AMERICAN-STATESMAN RESTAURANT CRITIC

Updated: 10:26 a.m. Wednesday, May 19, 2010

Published: 10:22 a.m. Wednesday, May 19, 2010

Does anybody get pizza delivered just because they like the way it tastes?

I think we do it to feed our culture of complaint. It's soggy, it's cold, it tastes like cardboard, it costs too much, it's half an hour late.

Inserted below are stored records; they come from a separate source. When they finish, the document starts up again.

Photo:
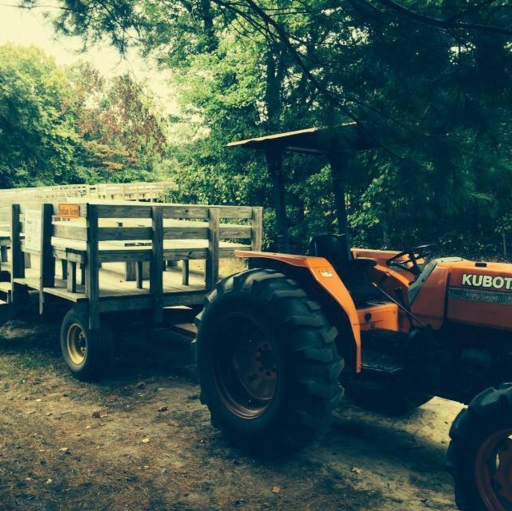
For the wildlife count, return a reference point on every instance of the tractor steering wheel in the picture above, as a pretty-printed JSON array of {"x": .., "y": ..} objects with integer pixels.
[{"x": 410, "y": 264}]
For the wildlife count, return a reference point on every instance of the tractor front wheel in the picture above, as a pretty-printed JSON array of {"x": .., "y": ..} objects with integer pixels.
[
  {"x": 480, "y": 453},
  {"x": 267, "y": 362},
  {"x": 86, "y": 352}
]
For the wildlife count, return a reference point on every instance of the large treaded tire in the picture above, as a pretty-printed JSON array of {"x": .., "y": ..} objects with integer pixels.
[
  {"x": 480, "y": 436},
  {"x": 266, "y": 309},
  {"x": 382, "y": 397},
  {"x": 87, "y": 353}
]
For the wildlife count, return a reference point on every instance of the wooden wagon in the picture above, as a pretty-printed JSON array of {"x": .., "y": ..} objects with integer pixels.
[{"x": 97, "y": 260}]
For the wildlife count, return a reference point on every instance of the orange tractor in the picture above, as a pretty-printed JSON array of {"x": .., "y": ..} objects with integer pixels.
[{"x": 393, "y": 328}]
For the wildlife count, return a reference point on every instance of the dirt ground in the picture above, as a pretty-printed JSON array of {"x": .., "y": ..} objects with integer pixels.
[{"x": 140, "y": 440}]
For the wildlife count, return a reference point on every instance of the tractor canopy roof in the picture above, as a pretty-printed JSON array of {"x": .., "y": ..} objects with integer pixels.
[{"x": 319, "y": 141}]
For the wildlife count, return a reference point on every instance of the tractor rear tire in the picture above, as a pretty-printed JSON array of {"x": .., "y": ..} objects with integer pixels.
[
  {"x": 385, "y": 398},
  {"x": 86, "y": 352},
  {"x": 267, "y": 363},
  {"x": 480, "y": 453}
]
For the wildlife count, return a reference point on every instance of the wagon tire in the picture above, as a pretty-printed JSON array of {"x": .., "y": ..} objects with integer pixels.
[
  {"x": 267, "y": 363},
  {"x": 87, "y": 352},
  {"x": 480, "y": 452}
]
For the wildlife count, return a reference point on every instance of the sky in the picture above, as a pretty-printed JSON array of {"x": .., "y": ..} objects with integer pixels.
[{"x": 24, "y": 27}]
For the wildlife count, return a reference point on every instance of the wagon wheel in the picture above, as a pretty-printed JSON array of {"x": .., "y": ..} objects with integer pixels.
[{"x": 86, "y": 352}]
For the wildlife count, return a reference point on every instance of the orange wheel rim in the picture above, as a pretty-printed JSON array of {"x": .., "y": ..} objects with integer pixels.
[
  {"x": 245, "y": 366},
  {"x": 493, "y": 471}
]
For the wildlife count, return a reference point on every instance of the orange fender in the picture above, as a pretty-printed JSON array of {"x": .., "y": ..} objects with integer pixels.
[{"x": 326, "y": 276}]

Well, no kidding. When we choose delivery instead of pizza that's straight out of the oven, it's like we're punishing ourselves for something. 'Here's your circle of self-loathing, sir. That'll be $18.50.'

Nobody expects a steakhouse or a burger joint or a Tex-Mex place to deliver, even though those foods might suffer less in crosstown traffic than a pizza does. Pizza's a delicate thing. Getting it right is a kind of miracle even under the best of circumstances. Yet somehow we're OK with having somebody stuff it in a box, cram that box in a bag, then take it on a joy ride to our front door.

The pizza phones will light up next week, electrified by the finales of 'Lost,' 'American Idol' and 'Dancing with the Stars' (admit it - you've watched), not to mention the NBA playoffs.

To help keep you fed while you're camped out in front of the flat-screen, I borrowed an apartment in the 78701 ZIP code and ordered pizza from four national chains and five local pizzerias this month. I also worked a shift at Pizza Nizza (story here.)

You might not see your favorites here. Maybe they don't deliver to Central Austin. Maybe they don't deliver at all. Or maybe 19 pizzas was about all I could handle in one night. (One of the greatest nights ever.)

What follows are reviews of the local places, from which I ordered two pizzas apiece. One was a thin-crust pepperoni, the other a freestyle pick based on vague memories, Internet menus and the body's occasional need for vegetables. The shops are listed in alphabetical order, because in this tangle of pizza styles, no clear winner emerged. But the good news - at least in 78701 - is that you're only about 45 minutes away from a knock at the door and the chance that this time, your pizza will be great instead of just convenient.

Let me know the best delivery pizzas in your part of town at msutter@statesman.com. Maybe I'll come over with a six-pack.

msutter@statesman.com; 912-5902

Conans Pizza

603 W. 29th St., 478-5712; 2438 W. Anderson Lane, 459-3221; 2018 W. Stassney Lane, 441-6754; www.conanspizza.com.

Hours: 11 a.m. to 11 p.m. Sundays-Thursdays. 11 a.m. to midnight Fridays-Saturdays.

Delivery time: 57 minutes

Delivery fee: $2

The experience: I've been eating at Conans since Conan had less to do with O'Brien and everything to do with Schwarzenegger and Frazetta. I remember watching my college girlfriend's dad sweat through the jalapeños on the meaty Chicago-style 'Savage.'

Pepperoni: Conans is known more for its deep-dish pizzas, but the thin-crust pizza was elegant, like a pepperoni painting: a golden crust with a braided collar and perfect deployment of bright red circles. Solid taste and texture but not spectacular. Price: $14.90 for a large.

Freestyle: I wanted to get the Savage, but pizza is one of those foods where the vegetarian options are just as good. With artichoke hearts, spinach, garlic and sliced tomatoes, the deep-pan 'Don't Choke Art' was a CSA basket of bright garden flavors ringed by a whole-wheat crust like a crisp loaf of artisan bread. Price: $21.50 for a large.

Something extra: Still want to watch her dad sweat? Jalapeños are only 35 cents on any pizza.

Hoboken Pie

718 Red River St. 477-4256, www.hobokenpie.com.

Hours: 11 a.m. to 2:30 a.m. Mondays-Fridays. 3 p.m. to 2:30 a.m. Saturdays-Sundays.

Delivery time: 53 minutes

Delivery fee: $2

The experience: Hoboken is an excellent example of how place matters. With its neo-Soviet agitprop graphics and majestic red pigeon, Hoboken is a muscular punk-rock bastion of the Red River experience. I had a slice from the oven there one late Thursday, served by a tattooed guy with a stegosauraus haircut, and it was a bubbly, crunchy revelation. The delivered version was a pop song in a mosh pit, a stage dive with nothing to break the fall.